The Hierarchical Location of a Risk Committee Matters Less
What is relevant is how well risk information flows around the firm and how well information flows within the firm — it is an area that always needs improvement. At levels below the board, specialists generally develop their skills within operating silos.
Such compartmentalization, which persists, despite strong efforts to eradicate it, acts as a barrier to information, since each compartment of the firm uses its own risk language and because each compartment makes its tactical decisions mostly independently.
The Wicked Problem
One approach is to consider the question of how to best oversee risk in a firm as a “wicked problem.” A wicked problem is created by a nonlinear interaction of complexity. Unlike the traditional problems that managers are adept at resolving, wicked ones cannot be resolved by optimizing a solution and then going back and reworking the problem if the chosen solution turns out to be wrong.
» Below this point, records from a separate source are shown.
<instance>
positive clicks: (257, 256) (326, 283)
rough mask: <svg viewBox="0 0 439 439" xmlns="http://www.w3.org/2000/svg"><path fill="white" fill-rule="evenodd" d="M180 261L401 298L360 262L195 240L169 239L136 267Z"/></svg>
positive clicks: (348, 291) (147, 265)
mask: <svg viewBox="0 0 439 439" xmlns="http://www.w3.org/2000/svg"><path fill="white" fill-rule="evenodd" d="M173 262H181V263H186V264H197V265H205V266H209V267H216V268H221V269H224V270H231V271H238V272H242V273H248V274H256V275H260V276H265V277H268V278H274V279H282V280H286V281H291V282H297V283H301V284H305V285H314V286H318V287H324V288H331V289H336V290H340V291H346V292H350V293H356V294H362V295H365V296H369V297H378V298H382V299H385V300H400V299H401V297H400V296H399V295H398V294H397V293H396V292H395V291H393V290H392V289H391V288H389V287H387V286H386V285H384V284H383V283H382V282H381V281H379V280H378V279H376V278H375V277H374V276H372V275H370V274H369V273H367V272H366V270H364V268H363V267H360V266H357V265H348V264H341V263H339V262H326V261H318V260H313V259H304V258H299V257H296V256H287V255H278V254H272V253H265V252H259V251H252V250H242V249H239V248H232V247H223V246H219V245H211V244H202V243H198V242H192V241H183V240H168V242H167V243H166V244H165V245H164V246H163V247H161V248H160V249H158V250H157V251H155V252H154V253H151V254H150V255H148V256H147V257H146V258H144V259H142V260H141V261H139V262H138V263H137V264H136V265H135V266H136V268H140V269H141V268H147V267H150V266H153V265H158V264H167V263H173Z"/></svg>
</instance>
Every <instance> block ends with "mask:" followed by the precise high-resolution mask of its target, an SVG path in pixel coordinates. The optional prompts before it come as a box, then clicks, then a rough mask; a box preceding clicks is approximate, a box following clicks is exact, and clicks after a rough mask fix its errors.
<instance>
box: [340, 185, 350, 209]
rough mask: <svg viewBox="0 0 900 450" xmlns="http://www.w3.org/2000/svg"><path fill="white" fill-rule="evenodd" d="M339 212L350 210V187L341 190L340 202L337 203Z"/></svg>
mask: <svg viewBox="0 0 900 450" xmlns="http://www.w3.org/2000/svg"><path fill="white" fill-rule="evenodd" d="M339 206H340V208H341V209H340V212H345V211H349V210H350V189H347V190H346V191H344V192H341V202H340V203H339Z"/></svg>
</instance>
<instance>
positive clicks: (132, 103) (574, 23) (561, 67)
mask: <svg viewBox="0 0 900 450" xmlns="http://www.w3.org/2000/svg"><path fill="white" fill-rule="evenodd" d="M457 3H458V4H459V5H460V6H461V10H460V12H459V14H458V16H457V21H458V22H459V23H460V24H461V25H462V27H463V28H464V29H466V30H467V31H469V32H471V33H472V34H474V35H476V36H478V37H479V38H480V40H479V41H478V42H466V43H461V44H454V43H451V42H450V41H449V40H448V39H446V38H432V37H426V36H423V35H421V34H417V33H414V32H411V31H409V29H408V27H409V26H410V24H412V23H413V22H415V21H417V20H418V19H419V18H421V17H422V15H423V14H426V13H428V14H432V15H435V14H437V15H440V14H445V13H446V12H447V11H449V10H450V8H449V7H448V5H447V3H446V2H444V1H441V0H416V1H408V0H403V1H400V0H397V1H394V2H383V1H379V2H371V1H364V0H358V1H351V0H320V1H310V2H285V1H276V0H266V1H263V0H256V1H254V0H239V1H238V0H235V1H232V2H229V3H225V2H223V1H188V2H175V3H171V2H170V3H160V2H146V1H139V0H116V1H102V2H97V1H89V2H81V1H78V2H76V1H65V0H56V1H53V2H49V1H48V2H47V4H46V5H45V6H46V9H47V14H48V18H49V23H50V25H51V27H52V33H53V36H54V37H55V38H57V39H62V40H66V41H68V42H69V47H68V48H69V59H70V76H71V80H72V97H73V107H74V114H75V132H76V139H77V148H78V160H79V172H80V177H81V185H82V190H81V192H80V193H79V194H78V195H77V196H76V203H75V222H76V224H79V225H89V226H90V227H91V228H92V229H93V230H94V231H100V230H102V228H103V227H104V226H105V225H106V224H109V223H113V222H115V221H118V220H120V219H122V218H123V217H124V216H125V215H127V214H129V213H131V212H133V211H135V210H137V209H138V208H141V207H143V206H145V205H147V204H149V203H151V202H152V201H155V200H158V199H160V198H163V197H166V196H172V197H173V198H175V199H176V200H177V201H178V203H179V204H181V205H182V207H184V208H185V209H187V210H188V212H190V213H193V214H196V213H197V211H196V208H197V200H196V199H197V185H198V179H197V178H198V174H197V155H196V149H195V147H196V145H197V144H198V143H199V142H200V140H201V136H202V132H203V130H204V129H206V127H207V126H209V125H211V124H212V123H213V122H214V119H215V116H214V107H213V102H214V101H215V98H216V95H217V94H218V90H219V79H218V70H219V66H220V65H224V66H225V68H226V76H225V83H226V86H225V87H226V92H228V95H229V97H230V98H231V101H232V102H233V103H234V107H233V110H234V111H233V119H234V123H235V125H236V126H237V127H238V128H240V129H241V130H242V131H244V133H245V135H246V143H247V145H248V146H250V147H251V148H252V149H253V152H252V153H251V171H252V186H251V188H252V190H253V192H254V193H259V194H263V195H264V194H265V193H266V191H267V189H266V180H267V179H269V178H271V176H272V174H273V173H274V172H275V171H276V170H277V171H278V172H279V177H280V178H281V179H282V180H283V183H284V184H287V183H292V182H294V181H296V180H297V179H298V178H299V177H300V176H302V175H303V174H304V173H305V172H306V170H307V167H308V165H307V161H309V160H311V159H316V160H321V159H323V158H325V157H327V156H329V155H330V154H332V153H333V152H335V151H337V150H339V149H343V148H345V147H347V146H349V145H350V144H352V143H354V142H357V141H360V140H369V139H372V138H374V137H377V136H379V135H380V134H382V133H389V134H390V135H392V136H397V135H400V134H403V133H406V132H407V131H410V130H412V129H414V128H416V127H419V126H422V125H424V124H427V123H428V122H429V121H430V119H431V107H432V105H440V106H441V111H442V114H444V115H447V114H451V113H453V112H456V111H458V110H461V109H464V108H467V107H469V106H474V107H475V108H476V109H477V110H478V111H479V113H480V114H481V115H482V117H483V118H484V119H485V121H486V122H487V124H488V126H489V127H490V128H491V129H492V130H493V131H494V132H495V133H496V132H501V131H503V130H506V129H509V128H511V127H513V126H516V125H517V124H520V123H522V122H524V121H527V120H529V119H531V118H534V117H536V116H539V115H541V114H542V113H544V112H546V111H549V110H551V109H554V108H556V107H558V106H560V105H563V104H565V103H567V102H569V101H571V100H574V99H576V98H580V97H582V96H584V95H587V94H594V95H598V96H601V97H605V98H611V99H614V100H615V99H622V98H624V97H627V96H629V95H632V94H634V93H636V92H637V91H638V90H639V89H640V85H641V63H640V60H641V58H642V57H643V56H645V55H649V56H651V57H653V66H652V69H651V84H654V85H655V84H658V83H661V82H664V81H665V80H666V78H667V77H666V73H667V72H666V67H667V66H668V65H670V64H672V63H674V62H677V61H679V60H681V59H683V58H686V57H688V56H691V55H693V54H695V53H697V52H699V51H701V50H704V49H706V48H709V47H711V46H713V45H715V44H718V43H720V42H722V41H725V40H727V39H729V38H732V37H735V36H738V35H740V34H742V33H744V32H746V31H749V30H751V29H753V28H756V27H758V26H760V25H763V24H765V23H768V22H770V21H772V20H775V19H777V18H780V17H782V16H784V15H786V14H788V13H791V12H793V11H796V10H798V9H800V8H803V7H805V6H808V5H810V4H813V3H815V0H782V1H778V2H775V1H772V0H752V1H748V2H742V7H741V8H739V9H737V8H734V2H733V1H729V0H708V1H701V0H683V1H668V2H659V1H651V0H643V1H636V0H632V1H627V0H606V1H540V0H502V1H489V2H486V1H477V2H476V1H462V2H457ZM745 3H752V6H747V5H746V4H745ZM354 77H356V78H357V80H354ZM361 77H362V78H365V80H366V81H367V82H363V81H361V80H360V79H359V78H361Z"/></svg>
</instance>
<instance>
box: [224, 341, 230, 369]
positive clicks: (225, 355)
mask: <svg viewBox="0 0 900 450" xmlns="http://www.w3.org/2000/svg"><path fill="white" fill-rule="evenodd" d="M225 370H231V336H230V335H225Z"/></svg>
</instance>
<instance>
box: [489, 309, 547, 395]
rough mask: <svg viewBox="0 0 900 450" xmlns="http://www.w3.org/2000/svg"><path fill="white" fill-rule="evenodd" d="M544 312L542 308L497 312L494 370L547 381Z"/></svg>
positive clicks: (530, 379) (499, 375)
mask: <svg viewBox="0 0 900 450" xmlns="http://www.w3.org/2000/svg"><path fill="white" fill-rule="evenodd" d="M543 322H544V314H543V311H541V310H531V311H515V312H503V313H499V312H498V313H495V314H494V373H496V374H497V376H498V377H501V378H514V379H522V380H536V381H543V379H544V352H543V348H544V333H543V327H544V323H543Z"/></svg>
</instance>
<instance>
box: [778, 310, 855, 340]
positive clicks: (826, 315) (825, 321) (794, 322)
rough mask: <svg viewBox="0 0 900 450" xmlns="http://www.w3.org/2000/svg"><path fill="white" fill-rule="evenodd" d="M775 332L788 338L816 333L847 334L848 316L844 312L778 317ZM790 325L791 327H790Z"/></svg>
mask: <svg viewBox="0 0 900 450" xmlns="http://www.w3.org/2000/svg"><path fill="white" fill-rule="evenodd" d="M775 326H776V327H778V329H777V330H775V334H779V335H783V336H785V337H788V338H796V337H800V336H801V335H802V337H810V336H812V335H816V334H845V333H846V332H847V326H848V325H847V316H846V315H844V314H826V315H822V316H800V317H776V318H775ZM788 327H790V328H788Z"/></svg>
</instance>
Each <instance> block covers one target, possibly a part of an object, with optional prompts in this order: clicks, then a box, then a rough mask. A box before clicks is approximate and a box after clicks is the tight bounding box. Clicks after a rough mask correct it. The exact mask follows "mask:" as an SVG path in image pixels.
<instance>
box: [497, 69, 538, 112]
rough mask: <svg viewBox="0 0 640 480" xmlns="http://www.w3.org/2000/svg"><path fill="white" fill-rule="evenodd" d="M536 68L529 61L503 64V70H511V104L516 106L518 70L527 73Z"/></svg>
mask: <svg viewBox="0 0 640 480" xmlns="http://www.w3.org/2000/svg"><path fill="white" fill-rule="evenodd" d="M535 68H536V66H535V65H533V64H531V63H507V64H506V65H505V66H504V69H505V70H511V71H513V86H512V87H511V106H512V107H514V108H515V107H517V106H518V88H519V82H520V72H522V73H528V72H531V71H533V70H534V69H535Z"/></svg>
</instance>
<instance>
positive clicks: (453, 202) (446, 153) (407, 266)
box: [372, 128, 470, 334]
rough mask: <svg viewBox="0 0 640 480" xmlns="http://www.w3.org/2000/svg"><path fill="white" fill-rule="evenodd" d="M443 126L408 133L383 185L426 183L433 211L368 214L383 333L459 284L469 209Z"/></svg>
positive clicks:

Solutions to wicked problems can only be judged as “better” or as “worse,” relative to an alternative action. In this case, the wicked problem is how to best oversee risk.
Research on resolving wicked problems suggests that they require an integration of a host of trades, including tolerance for ambiguity, ability to integrate scattered facts and anticipation of inflection points. These are exactly among the trades that executives and senior managers in a firm have to hone as they rise in the firm.